Monday, January 9, 2017

Sunset and moral police


The sea became more restless as the sun turned crimson in the western horizon turning the distant waters resplendent with a riot of colours.  Raghav continued to stare into those colours as if some genie would emerge out of them and solve his problems.

“Thief! Thief!”  A middle-aged woman who was sitting a few feet away shouted.  A commotion followed.  The man who had snatched her handbag had already disappeared into the motley crowd on the beach.  People asked a few questions like “Did it contain many valuables?” or offered some counsel like “You should be careful!” and then the commotion subsided.   People returned to the sunset.

“Is there any way I can be of help?”  Raghav asked the woman when the sun had vanished into the sea and the people started moving away.  A few chose to settle down on the beach as usual.   

The woman looked at him for a moment and said, “Yes, in fact.  I’ll need the bus fare to go home.”

Raghav pulled out his purse and offered her a hundred rupee note.


“Will it do?”

“More than.  How will I return it?”  She paused a while, looked at him as if to assess him and said, “I’m Sheila.”  She mentioned the office where she worked as a clerk adding that he could come and claim his money the very next day.

“Does one Anil Kumar still work there?”  That’s how the friendship began.  When there is a person known to two strangers, the strangeness melts away instantly and friendship blooms quickly.

“I noticed that you were not too much upset by the loss of your bag,” Raghav said gazing into her eyes inquiringly.  Was he searching for something more than the answer to that question in those eyes?
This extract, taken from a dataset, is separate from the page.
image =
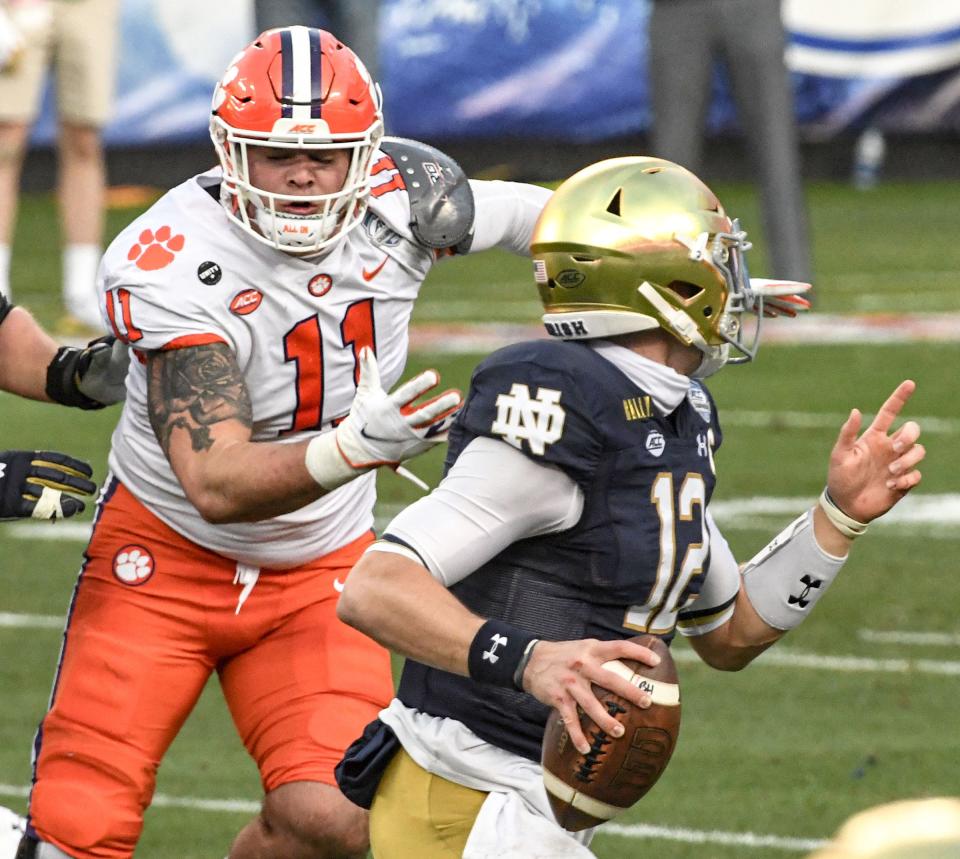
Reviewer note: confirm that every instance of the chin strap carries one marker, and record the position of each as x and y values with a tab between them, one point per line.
679	321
“Well,” she said and gazed into the sea.  “I lost some important things.  Debit card, ID card, cash,  ...”

“Why don’t you ask your bank to block the debit card?”

“The fool won’t be able to withdraw more than Rs 2000, thanks to Modi ji.”  She smiled.  Wearily.  “I’ve already blocked it.”  She waved her phone. Listlessly.

Her phone was saved because she was trying to photograph the sunset on the phone’s camera when the thief struck.

“Have you ever wondered whether life is just a series of losses?”  She asked.

“Thousand times,” said Raghav slowly but promptly.  “There are occasional gains, however.  Like the music of these waves.”  He threw a pebble into the surf which was approaching them rather quickly as the tide rose.  “And the sunset.”

“God must have created human beings for fun’s sake,” she said.

“Man is a freak in the evolutionary process,” Raghav said.

“But a very successful freak!”

“Most freaks are successes though for a short while.  The success of the human species is a miracle.  A tragic miracle.”

“Sometimes I too hear the plaintive music of a tragic drama as I sit here watching the sunset.”

The surf had begun to wash their feet.  The sea lay undulating in the moonlight.  They realised that they had been sitting there for quite a while discussing the tragedy of the planet.

They got up to leave.  To return to their homes and the usual problems of life.  The beach was almost deserted.

A group of young men surrounded them.  Their dress indicated that they belonged to some religious organisation.

“Who are you?” One of the young men asked imperially.

Both Raghav and Sheila were too surprised to make an answer.  All the philosophy they had discussed so far sitting on the beach could not help them with an answer to that question.  Who are you?

“We know that you are not husband and wife.”  The young man who looked like the leader of the gang said. 

Moral police.  That’s what the group was.  Self-appointed guardians of public morality.  They looked more like drug addicts, thought Raghav though he could not see their faces very clearly.

The young men abused them, clicked a few snaps on their mobile phones, threatened them and one of them even planted a slap on Raghav’s cheek.  Then they moved away in search of other immoral people. 

Neither Raghav nor Sheila uttered anything as they moved away from the beach towards their respective bus stops.